Ice Axes and Tools for Alpine Climbing
by Michael Powers, IFMGA
AAI Senior Guide & Director for Staff Development
From the December 2005 edition of AAI's E-newsletter
On a technically oriented alpine climb involving a good amount of snow and ice climbing, do you bring two technical ice axes or just one technical axe and one long mountaineers axe? Can you self arrest just as well with an ice climbing axe with a reverse curve? And can you recommend an ice axe that will perform well on water ice as well as in an alpine situation? Thanks for your input. I'm buying new axes for this season that will be used mostly for waterfall ice, but I want a versatile tool and there are many to choose from.

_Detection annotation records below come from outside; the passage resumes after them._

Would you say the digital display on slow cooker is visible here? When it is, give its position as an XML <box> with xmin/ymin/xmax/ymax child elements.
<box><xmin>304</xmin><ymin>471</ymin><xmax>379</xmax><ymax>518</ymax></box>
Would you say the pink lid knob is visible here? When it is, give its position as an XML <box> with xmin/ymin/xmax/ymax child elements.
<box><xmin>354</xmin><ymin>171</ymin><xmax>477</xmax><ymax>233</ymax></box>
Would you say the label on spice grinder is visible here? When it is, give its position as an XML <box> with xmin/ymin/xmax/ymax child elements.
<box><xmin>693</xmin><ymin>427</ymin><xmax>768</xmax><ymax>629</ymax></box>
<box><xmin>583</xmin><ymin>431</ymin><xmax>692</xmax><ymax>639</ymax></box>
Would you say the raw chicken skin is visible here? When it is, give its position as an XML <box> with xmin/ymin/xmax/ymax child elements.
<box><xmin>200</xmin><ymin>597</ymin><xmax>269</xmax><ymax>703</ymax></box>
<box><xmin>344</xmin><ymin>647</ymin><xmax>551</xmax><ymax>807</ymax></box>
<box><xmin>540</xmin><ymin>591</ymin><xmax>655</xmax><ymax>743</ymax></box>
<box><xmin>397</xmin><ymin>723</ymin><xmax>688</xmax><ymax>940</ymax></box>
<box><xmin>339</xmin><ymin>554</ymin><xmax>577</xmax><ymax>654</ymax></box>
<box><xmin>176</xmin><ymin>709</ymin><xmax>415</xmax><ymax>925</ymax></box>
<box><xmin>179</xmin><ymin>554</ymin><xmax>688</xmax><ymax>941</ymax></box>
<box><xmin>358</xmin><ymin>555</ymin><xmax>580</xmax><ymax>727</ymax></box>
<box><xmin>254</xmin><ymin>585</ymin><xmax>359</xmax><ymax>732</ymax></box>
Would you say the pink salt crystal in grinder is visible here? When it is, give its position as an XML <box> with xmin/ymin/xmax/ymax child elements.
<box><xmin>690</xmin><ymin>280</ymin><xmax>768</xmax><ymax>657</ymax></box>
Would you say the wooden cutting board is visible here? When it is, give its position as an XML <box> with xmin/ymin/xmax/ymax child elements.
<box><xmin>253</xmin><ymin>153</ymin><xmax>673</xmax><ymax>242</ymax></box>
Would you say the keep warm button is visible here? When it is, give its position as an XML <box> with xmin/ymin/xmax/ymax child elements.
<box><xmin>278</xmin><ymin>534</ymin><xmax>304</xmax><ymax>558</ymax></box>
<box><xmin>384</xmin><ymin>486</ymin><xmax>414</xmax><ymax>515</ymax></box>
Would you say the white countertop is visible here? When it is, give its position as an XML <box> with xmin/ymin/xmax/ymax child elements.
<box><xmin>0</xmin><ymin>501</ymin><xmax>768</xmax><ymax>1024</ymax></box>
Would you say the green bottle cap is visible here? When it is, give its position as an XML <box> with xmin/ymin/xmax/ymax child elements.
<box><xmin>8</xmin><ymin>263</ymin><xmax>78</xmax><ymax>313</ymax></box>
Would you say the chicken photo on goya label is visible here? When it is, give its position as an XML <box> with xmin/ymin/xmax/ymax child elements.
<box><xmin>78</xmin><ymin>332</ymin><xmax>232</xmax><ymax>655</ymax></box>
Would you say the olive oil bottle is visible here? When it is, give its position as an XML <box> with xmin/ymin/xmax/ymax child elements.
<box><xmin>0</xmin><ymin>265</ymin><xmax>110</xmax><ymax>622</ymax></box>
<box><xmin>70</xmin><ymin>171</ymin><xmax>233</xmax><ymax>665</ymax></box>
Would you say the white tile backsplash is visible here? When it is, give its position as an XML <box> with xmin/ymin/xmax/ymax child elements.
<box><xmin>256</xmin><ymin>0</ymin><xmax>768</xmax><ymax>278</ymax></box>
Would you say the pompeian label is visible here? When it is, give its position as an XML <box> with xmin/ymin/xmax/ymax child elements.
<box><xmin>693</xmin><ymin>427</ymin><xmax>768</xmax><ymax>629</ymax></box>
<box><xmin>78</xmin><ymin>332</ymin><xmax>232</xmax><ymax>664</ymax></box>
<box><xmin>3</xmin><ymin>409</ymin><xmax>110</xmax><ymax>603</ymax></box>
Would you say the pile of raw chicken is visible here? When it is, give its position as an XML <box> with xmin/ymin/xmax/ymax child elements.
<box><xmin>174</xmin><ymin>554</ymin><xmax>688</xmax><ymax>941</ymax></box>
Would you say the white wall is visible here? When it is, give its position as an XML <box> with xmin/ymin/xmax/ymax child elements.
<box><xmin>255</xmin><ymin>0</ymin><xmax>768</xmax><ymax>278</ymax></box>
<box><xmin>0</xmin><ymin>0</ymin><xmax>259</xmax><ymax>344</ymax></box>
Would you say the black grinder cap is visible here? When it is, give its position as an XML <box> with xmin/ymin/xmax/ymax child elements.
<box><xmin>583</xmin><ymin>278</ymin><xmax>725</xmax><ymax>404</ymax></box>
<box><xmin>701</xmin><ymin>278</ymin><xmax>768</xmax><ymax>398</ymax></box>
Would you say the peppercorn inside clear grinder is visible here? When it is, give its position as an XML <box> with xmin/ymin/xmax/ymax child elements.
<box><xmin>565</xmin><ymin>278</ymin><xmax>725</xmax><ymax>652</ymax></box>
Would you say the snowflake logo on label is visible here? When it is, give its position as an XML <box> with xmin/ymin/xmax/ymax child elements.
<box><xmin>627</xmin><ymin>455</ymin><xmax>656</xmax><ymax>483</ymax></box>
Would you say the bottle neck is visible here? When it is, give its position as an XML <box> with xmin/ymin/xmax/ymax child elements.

- Gary Buontempo (Franklin Square, NY)
That is a great age-old question.
If there is a significant amount of steepish ice (say 200 feet or more) of something over 50 degrees then I'll often bring two short technical tools. These tools are too short for glacier travel so I'll use a ski pole for the moderate glacier travel and keep a technical tool handy for crevasse rescue.
If there is only a moderate amount of steep ice, or if the ice is neve (and not brittle) then I'll use one technical tool and a longer ice axe. It is more difficult to self-arrest with a technical tool. I think the Grivel Air Tech Evolution performs great as a light ice axe and can still climb some alpine ice. It's my favorite tool.